Il y a quatre ans, le 5 octobre 2016, disparaissait, à Paris, Arthur Z’ahidi Ngoma, ancien vice-président de la République démocratique du Congo, ancien fonctionnaire de l’Unesco et fondateur des Forces du Futur. Arthur Malu-Malu, qui l’a bien connu, retrace le parcours de cet homme politique qui était, à plusieurs égards, nettement différent des autres. 

Né à Kalima, dans le Maniema, le 18 septembre 1947, Arthur Z’ahidi Ngoma a poussé son dernier soupir le 5 octobre 2016, en France où il avait effectué une partie de son parcours professionnel, notamment à l’Unesco.

Ce brillant, jovial et avenant intellectuel faisait partie des étudiants de l’université Lovanium (actuelle université de Kinshasa) arrêtés en 1969. Le pays est alors dirigé d’une main de fer par Joseph-Désiré Mobutu qui cherche à asseoir son pouvoir conquis au détriment de Joseph Kasa-Vubu, le tout premier président du Congo indépendant, lors d’un coup d’État sans effusion de sang, en novembre 1965. Le virus de la contestation se répand sur le campus. Le pouvoir réprime les manifestations étudiantes qui se tiennent notamment en protestation contre les dérives du système. La police n’hésite pas à tirer dans le tas, faisant des dizaines de morts.

Ce brillant, jovial et avenant intellectuel faisait partie des étudiants de l’université Lovanium (actuelle université de Kinshasa) arrêtés en 1969.

Nombre de ces étudiants, qui ont subi des traitements dégradants en détention, dans des cellules de fortune de l’actuel camp Kokolo, arrivent à s’évader. C’est ainsi qu’Arthur Z’ahidi Ngoma se retrouve en France où il reprend ses études et se marie avec une Française.

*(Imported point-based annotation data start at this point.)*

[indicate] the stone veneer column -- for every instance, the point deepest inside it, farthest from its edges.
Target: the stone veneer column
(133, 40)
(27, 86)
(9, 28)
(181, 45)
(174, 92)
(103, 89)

Les compteurs sont remis à zéro. Une licence en droit à l’université d’Orléans, puis, plus tard, un doctorat en droit à l’université de Paris 1 (Panthéon – Sorbonne) couronnent une remarquable trajectoire académique parsemée de petits boulots qu’il effectue pour financer ses études.

Conférence nationale souveraine

Il fait son apparition sur la scène politique nationale lors de la conférence nationale, qui se déroule à Kinshasa, au début des années 1990. Les délégués venus de toutes les provinces sont dans la capitale pour disséquer le passé, depuis l’indépendance, et proposer des solutions pour que le pays assure son décollage économique. L’exercice est d’autant plus intéressant que lors du discours d’ouverture des travaux de cette conférence où la parole se libère, le premier ministre Mulumba Lukoji reconnaît, sans mettre de gants, que « le bilan est globalement négatif ».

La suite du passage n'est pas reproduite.